この子は物分かりがいい、よくできた子だ。

こう褒められた子供は、本当の気持ちを押し殺して、いい子を演じようとします。


人を褒めるのはいいことですが、褒め言葉に何等かの期待を込めるのは、よくないことです。

相手を褒めることで、今後もその相手に、自分に都合よく動いてもらおうと考えるのは、相手を支配しようとするのと同じです。

褒めることで、支配する。
巧妙な支配ですね。

権力者は、強引に相手を支配しようとしますが、自らを正当化するために、美しい言葉や美談を使って、体裁を整えようとするものです。

今話題のオリンピックもそうでしょう。

平和の祭典だとか、四年間がんばった選手の夢だとか、きれいごとを並べますが、その実体はお金と名誉でしょう。

選手の純粋な夢を利用して、多くの権力者や資産家が、さらなる冨を手に入れようとしているだけです。

 ※moritz320さんによるPixabayからの画像です。

純粋にオリンピックをするのであれば、各国持ち回りなどと言わず、オリンピック発祥のギリシャで開催すればいいのです。

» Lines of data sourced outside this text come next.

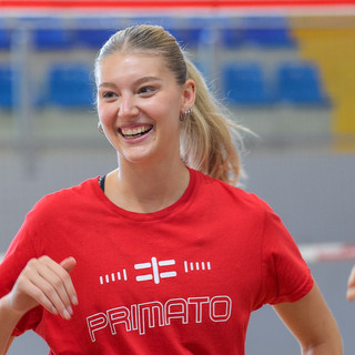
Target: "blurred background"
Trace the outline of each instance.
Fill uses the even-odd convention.
[[[115,168],[97,130],[92,70],[104,41],[135,23],[175,36],[257,134],[245,136],[243,189],[283,219],[353,354],[354,1],[0,1],[0,254],[44,194]],[[9,352],[47,353],[31,332]],[[246,354],[300,349],[265,306],[252,315]]]

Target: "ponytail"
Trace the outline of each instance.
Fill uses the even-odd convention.
[[[237,141],[242,129],[224,113],[203,77],[185,58],[187,79],[196,84],[192,114],[181,125],[181,155],[185,164],[212,178],[235,185],[242,172]]]

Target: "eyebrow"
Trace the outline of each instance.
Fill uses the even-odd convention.
[[[134,85],[140,85],[144,82],[148,82],[148,81],[162,81],[161,78],[158,78],[158,77],[143,77],[143,78],[140,78],[138,79],[136,81],[133,82]],[[113,88],[113,89],[116,89],[118,85],[114,83],[114,82],[110,82],[110,81],[104,81],[102,83],[99,84],[99,88]]]

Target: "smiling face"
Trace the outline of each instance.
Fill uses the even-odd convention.
[[[113,53],[97,71],[98,112],[123,163],[180,161],[181,112],[193,105],[194,87],[179,85],[155,55]]]

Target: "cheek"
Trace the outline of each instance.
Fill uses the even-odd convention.
[[[112,123],[113,118],[115,118],[113,106],[100,104],[99,102],[97,110],[99,120],[102,122],[102,124],[108,125]]]

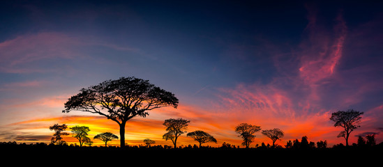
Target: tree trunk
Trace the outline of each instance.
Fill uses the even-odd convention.
[[[120,148],[125,147],[125,124],[126,122],[120,124]]]
[[[177,137],[175,137],[173,144],[174,144],[174,149],[177,148]]]
[[[349,133],[346,133],[346,146],[348,146],[348,136],[349,136],[350,134]]]

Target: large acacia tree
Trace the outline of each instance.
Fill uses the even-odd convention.
[[[343,137],[346,140],[346,146],[348,146],[348,138],[350,134],[355,129],[360,127],[361,115],[363,112],[359,112],[353,109],[347,111],[338,111],[333,113],[330,120],[334,122],[334,127],[341,127],[345,129],[340,132],[337,137]]]
[[[139,116],[146,117],[148,111],[178,106],[174,94],[135,77],[121,77],[82,88],[65,103],[63,113],[80,111],[105,116],[120,127],[121,147],[125,146],[126,121]]]

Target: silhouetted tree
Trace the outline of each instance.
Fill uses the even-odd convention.
[[[147,148],[150,147],[150,145],[156,143],[156,141],[151,140],[150,138],[144,139],[144,143],[147,145]]]
[[[294,149],[299,149],[301,148],[301,142],[298,141],[298,139],[295,139],[292,141],[292,148]]]
[[[246,148],[248,148],[250,144],[254,141],[255,138],[254,134],[260,130],[261,130],[261,127],[247,123],[241,123],[235,127],[235,132],[239,134],[239,136],[243,139],[242,145],[245,145]]]
[[[93,138],[93,139],[100,139],[102,141],[105,143],[105,147],[107,146],[107,143],[110,141],[112,141],[113,139],[118,139],[119,136],[116,136],[115,134],[110,133],[110,132],[104,132],[102,134],[99,134],[96,135]]]
[[[285,145],[285,148],[292,148],[292,142],[289,140],[287,143],[286,143],[286,145]]]
[[[358,136],[358,141],[356,143],[356,145],[361,148],[366,146],[366,140],[364,140],[364,138],[360,135]]]
[[[177,148],[177,143],[178,137],[186,133],[188,123],[190,120],[184,120],[182,118],[177,119],[167,119],[163,122],[163,125],[166,127],[166,131],[167,132],[163,136],[163,138],[165,141],[170,139],[174,145],[174,148]]]
[[[308,149],[310,148],[310,145],[308,143],[308,137],[304,136],[302,137],[302,140],[301,140],[301,149]]]
[[[93,142],[91,141],[88,136],[88,132],[91,131],[89,127],[78,126],[76,125],[73,127],[70,127],[70,131],[73,134],[73,137],[77,138],[80,142],[80,147],[82,147],[83,144],[91,145]]]
[[[68,136],[69,135],[68,133],[66,132],[62,132],[63,131],[66,130],[66,128],[68,127],[66,125],[63,124],[61,125],[59,124],[55,124],[53,126],[50,127],[50,129],[54,130],[55,132],[53,134],[53,137],[50,139],[50,141],[52,144],[57,144],[57,145],[63,145],[66,143],[64,141],[63,141],[63,138],[61,136]]]
[[[125,146],[126,121],[140,116],[146,117],[148,111],[163,106],[178,106],[178,99],[149,82],[135,77],[107,80],[72,96],[65,103],[63,113],[81,111],[97,113],[117,122],[120,127],[120,147]]]
[[[348,146],[348,138],[350,134],[355,129],[360,127],[361,116],[363,112],[359,112],[353,109],[346,111],[338,111],[333,113],[330,120],[335,122],[334,127],[341,127],[345,129],[340,132],[337,137],[343,137],[346,140],[346,146]]]
[[[262,134],[271,139],[273,141],[273,145],[271,147],[273,148],[275,146],[276,141],[277,140],[280,140],[280,138],[283,138],[285,136],[283,132],[278,128],[274,128],[269,130],[263,130]]]
[[[190,132],[186,136],[194,138],[196,141],[198,141],[198,143],[200,143],[200,148],[201,148],[201,145],[202,143],[207,142],[214,142],[217,143],[217,140],[213,137],[213,136],[203,131],[197,130]]]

その方が、環境は一定に保たれますし、造られた施設にも無駄がありません。
観光以外に産業がないギリシャにとっても、経済を助ける大きな力になるはずです。

開催時間もスポンサーの都合などで決めるのではなく、選手が最も活動しやすい時間帯を選ぶべきでしょう。

本当はいけないことをしたのに、それを美談にして済ませようとするのは、権力者がよくやることです。

ブラック企業が、自らに従う従業員を賛美するのも、これと同じです。

きれいな言葉や美しい話を聞かされた時、それが純粋な思いから出ているものかを、見極める必要があります。

そういうもので、人の心を支配しようという企みが、隠されていないかを確かめなければなりません。

また、純粋な思いから出たものだとしても、その人がどの視点から、物事を見ているのかも、知っておく必要があるでしょう。

 ※Amber ClayさんによるPixabayからの画像です。

戦争の英雄は、相手側から見れば、非道な極悪人に過ぎません。

オリンピック選手の夢が強調されますが、夢があるのは、オリンピック選手だけではないのです。

看護士さんも人間ですし、いい子供も悪戯をしたい気持ちはあるのです。

美しい言葉や美談に酔って、権力者の企みに乗せられたり、涙を流している人たちのことを、忘れてはいけません。